NEW YORK: ICE cotton futures climbed to over a seven-month high on Monday, on news that US President Donald Trump could be discharged from the hospital and concerns of crop damage from Storm Delta, which is soon expected to become a hurricane.
Cotton contracts for December rose 0.54 cent, or 0.8%, at 66.36 cents per lb by 1:02 p.m. EDT (1702 GMT), having earlier risen to their highest since Feb. 25 at 67.14 cents.
"There are forecasts for a potential hurricane to hit the southeast parts of the US, and this is coming at a time when we're harvesting and the bolls are open, so we could suffer some losses," said Jack Scoville, vice president at Chicago-based Price Futures Group.
Tropical Storm Delta is forecast to strengthen into a hurricane and move into the southeastern Gulf of Mexico by Tuesday night, the US National Hurricane Center said.

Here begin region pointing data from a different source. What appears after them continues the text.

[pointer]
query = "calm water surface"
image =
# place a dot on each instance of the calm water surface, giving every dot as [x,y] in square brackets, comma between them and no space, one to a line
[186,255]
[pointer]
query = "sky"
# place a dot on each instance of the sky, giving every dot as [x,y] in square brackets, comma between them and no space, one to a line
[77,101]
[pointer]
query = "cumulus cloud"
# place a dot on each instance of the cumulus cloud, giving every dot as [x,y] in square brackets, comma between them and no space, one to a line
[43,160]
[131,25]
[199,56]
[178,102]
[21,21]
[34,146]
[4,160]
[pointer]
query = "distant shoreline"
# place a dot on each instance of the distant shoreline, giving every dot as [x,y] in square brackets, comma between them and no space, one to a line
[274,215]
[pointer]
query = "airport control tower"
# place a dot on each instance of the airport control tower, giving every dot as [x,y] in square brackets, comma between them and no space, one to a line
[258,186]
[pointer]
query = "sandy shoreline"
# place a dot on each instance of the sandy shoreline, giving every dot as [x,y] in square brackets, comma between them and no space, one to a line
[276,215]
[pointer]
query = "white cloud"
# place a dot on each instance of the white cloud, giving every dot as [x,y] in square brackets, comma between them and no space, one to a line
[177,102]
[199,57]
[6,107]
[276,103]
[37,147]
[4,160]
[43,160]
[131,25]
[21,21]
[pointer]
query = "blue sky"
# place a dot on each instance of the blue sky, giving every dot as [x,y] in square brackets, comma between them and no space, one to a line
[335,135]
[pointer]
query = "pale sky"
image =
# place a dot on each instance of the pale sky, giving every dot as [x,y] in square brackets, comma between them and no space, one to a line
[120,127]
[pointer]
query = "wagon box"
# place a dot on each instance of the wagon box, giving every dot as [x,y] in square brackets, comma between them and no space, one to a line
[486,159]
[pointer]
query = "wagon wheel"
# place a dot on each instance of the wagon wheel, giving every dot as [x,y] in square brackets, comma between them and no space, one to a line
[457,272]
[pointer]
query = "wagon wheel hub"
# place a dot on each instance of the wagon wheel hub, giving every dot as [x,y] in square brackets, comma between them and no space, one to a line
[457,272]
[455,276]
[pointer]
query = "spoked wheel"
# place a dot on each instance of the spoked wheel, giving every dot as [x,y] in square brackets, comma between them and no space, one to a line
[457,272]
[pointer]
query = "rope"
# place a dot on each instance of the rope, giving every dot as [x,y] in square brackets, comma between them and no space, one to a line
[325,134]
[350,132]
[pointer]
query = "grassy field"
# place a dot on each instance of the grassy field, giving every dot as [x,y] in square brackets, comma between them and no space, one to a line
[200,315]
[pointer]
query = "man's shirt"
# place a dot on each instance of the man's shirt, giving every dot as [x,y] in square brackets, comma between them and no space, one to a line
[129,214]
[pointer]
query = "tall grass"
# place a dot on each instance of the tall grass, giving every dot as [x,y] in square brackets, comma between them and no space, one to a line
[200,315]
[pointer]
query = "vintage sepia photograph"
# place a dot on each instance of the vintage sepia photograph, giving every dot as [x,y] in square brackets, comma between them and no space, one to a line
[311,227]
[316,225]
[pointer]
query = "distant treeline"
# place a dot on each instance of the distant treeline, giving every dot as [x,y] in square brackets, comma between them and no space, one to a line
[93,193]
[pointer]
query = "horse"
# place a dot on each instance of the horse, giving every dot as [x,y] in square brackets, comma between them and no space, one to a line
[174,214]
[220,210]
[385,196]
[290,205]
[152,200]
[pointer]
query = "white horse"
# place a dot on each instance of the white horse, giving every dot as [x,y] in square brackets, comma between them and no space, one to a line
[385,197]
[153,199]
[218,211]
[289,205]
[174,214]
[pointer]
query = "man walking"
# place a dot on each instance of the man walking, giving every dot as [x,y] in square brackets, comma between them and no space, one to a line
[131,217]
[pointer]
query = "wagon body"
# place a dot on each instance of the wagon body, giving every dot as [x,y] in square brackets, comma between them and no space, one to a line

"Weather has been an issue this year since planting and the crop size is showing what we've thought for months now, that we'll produce less cotton this year than we committed last season," Louis Barbera, partner and analyst at VLM Commodities Ltd said in a note on Sunday.
Cotton prices posted losses on Friday after markets were rattled on news of Trump testing positive for coronavirus.
Speculators increased their net long position in cotton futures in the week to Sept. 29 by 456 contracts to 42,723. Total futures market volume rose by 834 to 24,995 lots. Data showed total open interest gained 971 to 224,724 contracts in the previous session.